There's almost certainly a big component of anti-Hillary-ism driving this, but it's strange to see the same kind of enthusiasm that propelled Obama to the White House now getting behind a somewhat dumpy old Jewish guy. I'll leave it to the Bill Mahers and Trevor Noahs of the world to comment on the politics of it, but the significance of the dispute shouldn't be overlooked. Paul Krugman himself has come out warning that Sanders' supporters might be indulging themselves in the same kind of magical thinking that's plagued the GOP base for years (who does Jesus prefer, Ben Carson or Ted Cruz?)

What does any of this have to do with the pediatrician's piece? Quite a bit, and it's applicable to the way we need to think about the Canadian health care system as well.

The arguments in the New Republic piece against single-payer health care aren't based on ideology or idealism. They're based around the cold, hard details of how the system works (apart from just "not well"), and the critical problems that a radical shift in policy could create. If there's one thing anybody who's worked in or with a government institution can attest to, it's not the policy that matters so much as the practical, nitty-gritty questions of implementation.
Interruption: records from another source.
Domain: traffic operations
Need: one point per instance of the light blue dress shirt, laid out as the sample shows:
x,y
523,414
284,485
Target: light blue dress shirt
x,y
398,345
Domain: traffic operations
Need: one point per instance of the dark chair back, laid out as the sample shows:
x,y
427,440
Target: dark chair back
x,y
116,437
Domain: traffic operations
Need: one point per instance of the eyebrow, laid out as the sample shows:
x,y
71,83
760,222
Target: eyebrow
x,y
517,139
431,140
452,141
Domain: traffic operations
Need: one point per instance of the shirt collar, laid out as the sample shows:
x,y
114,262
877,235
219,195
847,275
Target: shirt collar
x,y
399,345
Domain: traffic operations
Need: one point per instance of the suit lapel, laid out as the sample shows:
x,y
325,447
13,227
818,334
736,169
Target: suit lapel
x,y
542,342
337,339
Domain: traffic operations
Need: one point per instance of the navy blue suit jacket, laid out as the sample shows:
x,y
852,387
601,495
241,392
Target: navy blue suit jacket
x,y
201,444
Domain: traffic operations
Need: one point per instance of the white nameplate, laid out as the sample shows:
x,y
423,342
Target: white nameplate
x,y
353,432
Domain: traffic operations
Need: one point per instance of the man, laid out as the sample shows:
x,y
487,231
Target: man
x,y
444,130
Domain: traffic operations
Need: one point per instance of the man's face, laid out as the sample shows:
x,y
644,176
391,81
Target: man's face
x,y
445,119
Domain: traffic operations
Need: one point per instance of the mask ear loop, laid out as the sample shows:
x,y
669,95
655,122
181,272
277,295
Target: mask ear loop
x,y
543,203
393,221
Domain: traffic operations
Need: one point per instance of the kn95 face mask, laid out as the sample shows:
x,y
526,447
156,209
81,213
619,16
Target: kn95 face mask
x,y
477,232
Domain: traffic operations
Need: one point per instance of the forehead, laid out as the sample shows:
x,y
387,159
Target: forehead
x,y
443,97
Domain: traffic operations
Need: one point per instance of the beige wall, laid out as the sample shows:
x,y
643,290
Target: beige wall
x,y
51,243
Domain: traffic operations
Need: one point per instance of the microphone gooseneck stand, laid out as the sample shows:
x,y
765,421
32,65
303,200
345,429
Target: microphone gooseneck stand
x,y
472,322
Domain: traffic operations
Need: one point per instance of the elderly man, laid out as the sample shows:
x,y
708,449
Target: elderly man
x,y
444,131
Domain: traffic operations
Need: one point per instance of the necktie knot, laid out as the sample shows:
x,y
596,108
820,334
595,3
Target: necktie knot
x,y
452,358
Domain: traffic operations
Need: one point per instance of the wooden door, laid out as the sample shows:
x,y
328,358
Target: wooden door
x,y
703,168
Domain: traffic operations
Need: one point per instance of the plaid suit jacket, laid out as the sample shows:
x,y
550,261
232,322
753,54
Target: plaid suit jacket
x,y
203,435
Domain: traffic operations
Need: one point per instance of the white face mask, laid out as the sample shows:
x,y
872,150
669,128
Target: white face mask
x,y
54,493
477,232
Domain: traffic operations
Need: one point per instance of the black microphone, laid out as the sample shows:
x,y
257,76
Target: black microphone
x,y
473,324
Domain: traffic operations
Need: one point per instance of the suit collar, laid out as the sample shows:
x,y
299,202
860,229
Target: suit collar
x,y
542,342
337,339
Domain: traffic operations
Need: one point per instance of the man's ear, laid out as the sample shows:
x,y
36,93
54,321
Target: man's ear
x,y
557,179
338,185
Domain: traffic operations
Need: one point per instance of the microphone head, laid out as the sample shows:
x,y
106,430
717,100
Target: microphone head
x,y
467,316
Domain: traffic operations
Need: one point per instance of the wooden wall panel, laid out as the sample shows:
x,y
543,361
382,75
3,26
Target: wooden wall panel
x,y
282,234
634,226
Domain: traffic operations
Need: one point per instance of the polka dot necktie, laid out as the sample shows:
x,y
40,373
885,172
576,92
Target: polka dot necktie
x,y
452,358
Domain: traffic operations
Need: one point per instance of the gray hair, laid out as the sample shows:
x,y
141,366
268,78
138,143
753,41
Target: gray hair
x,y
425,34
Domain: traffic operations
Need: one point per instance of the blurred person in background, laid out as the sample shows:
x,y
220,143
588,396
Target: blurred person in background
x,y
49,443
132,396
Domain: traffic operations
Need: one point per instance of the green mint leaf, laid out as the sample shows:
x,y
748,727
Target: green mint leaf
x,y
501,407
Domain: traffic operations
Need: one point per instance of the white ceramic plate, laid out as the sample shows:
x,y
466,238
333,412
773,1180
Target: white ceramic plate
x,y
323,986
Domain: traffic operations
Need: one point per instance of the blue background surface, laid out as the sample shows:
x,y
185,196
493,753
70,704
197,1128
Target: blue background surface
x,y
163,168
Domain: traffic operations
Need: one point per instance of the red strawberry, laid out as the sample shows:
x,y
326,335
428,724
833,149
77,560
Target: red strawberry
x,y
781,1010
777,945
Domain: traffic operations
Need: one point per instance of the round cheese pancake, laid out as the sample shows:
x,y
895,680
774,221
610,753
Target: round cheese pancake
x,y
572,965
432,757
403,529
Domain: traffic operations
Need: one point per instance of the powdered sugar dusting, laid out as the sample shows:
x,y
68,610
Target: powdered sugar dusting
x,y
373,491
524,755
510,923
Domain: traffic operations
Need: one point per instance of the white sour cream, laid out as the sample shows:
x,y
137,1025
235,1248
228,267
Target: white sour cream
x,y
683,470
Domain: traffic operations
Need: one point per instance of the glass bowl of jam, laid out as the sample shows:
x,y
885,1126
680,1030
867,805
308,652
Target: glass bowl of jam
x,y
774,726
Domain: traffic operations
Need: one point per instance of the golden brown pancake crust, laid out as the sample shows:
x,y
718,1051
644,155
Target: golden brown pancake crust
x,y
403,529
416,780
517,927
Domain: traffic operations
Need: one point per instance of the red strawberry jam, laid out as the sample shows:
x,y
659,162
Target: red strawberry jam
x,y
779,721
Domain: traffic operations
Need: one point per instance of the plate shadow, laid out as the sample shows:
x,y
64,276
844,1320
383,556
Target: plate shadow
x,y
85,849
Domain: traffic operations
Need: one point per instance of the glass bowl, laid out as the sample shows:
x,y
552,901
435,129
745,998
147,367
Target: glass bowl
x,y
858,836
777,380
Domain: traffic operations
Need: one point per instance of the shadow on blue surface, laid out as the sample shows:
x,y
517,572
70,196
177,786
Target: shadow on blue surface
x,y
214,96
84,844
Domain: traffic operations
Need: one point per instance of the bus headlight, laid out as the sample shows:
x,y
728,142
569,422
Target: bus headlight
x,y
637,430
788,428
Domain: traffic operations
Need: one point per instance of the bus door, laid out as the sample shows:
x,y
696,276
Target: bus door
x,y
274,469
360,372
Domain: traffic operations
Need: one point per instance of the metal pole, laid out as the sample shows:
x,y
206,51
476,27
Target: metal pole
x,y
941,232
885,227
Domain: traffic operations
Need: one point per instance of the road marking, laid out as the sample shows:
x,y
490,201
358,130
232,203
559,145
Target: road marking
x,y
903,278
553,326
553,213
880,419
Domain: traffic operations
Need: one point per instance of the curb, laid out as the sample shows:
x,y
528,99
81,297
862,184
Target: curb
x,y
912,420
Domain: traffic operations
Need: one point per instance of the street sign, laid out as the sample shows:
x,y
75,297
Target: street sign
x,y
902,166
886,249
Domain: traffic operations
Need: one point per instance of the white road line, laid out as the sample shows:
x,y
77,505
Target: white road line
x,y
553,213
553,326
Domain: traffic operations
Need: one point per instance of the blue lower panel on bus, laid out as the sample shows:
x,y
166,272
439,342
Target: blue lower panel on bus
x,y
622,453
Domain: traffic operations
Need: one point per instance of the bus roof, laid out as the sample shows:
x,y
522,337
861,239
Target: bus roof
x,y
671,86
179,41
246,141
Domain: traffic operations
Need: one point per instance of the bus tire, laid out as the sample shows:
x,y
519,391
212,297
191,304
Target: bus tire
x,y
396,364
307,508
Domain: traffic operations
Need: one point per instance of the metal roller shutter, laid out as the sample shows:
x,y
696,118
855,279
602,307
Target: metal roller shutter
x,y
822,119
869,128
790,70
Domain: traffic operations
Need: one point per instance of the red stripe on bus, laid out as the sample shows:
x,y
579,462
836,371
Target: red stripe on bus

As an example, you'll often hear calls for the federal government to increase its role in leading national health care, beyond just cutting cheques and doing whatever the hell Health Canada does. Sounds great, and it might even make fiscal sense once the dust settles.


The problem is that such a major shift would kick up a shit-ton of dust, with no way to predict where and how said dust will settle. Federalization of health insurance, as an example, would result in tens of thousands of public servants shifted around and within jurisdictions, and that's before all the early retirements and stress leave payouts are factored in. That's just the public service...how would federalization affect independent providers and hospitals?

A system as complex and interconnected as health care doesn't do well under radical shifts. We'd be much wiser to look for reforms that are straightforward to implement (a national pharmacare plan in Canada) rather than design (single payer health care in the U.S.). Then look aggressively for obsolete and redundant policies, and do away with them safely--we don't do nearly enough of that, but that's a rant for another day.